De Croatie, de Bosnie-Herzégovine et de Serbie monte une rumeur terrible et familière. L’on dira que les moyens de destruction accumulés sont trop grands, que deux guerres mondiales ont appris aux peuples et aux dirigeants à être moins aveugles, que la prédation est limitée par des règles, que les Empires sont morts et que l’on ne se baigne jamais deux fois dans les mêmes eaux. Outre que de semblables paroles, tout aussi rassurantes, s’entendaient déjà en 1913, nous ne pouvons qu’être frappés - au-delà des différences de forme - par les similarités de fond.

Le libéralisme britannique - sous les couleurs anglo-américaines et le nom « d’économie de marché » - triomphe une nouvelle fois dans le monde. Les Etats-Unis, comme la France, et bien pire que la France de 1914, ont laissé ruiner leur économie intérieure au profit d’aventures extérieures, et transformer leur économie en machine prédatrice, en machine à exclure, incapable de développer ou même de maintenir sa propre infrastructure nationale. « L’économie financière » domine le monde, du Japon au Portugal, et de l’Argentine à l’Australie. En France même, M. Bérégovoy a pratiqué une politique de dérégulation financière et de combinaisons affairistes qui le fait ressembler non à M. Pinay, mais à M. Rouvier. Et M. Balladur est son double.

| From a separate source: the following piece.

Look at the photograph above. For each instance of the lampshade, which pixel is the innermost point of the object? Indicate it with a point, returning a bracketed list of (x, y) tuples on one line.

Les valeurs de nation, de République, de morale et de religion se trouvent, une fois de plus, bafouées et une contre-culture s’impose, plus abêtissante encore que celle d’avant 1914, avec le naufrage des instituteurs et des corps enseignants non seulement en France, mais dans le monde, et avec le règne de la télévision. La guerre du Golfe nous a donné un avant-goût de ce que peut faire la machine lorsqu’elle se trouve en état de fonctionnement politique.

Bertillon et Broca examinaient hier les crânes, espérant y trouver une réponse à la vie, et Spencer, Haeckel ou Vacher de Lapouge répandaient leur « sociologie biologique » qui allait enfanter les monstres du siècle suivant. Aujourd’hui, nous avons aux Etats-Unis, en Angleterre, en Russie et ailleurs, des équipes de recherche qui examinent le cerveau avec le même désir dérisoire de manipulation et de domination que les Broca ou les Bertillon, mais avec des moyens techniques autrement plus développés. La sociobiologie devient sociogénétique, et l’homme se met, une fois de plus, à jouer à Dieu.

Le malthusianisme l’emporte, avec les mêmes perspectives raciales qu’à l’époque.

Les intérêts financiers tentent, comme alors, d’imposer leur monopole par l’abaissement des tarifs, cette fois au sein du GATT.

Un système mondial d’usure financière, lié à la gestion des dettes et à la concentration du capital de l’assurance et de la banque est lui aussi dominant.

Dans la science elle-même apparaît, après un matérialisme borné, un courant néo-spiritualiste semblable à celui de la fin du XIXème siècle, qui coupe la réflexion et la recherche fondamentale de ses réalisations technologiques et industrielles pour l’avantage du plus grand nombre.

Les « élites » politiques, aujourd’hui comme à la fin du XIXème siècle, ont perdu tout sens de compassion pour les humiliés et les offensés du monde. Le « charity-business » aura été la flèche du Parthe, précédant l’abandon.

Alors, il reste Cauwès, il reste Colbert, il reste - plus profondément - Leibniz, il reste la chance immense d’un plan de développement de l’« hinterland » est-européen, le plan que nous défendons, celui du Triangle européen Paris-Berlin-Vienne.

Hier, le capitaine Marchand ne reçut pas les moyens de réaliser la liaison Dakar-Djibouti, qui aurait coupé la ligne anglaise du Cap au Caire.

Aujourd’hui, nous avons l’instrument stratégique qui permet de couper la ligne anglo-américaine de New York à Londres et à Moscou. Ce sont nos transports ferroviaires rapides, notre technologie moderne, permettant d’unir Lisbonne à Vladivostok, et d’abord Paris à Varsovie, coupant les lignes anglo-américaines.

Chassons pour incompétence les Sachs, les Allison et leurs semblables.

De nouveaux Marchand sont prêts à partir ; de leur succès, tout le siècle à venir dépend.

Contre la Sainte-Alliance, contre un monde défini par le monopole financier, Cauwès déjà s’exclamait : « unis dans une même idée, dans une commune aspiration, notre devise sera : par la science, pour la patrie ».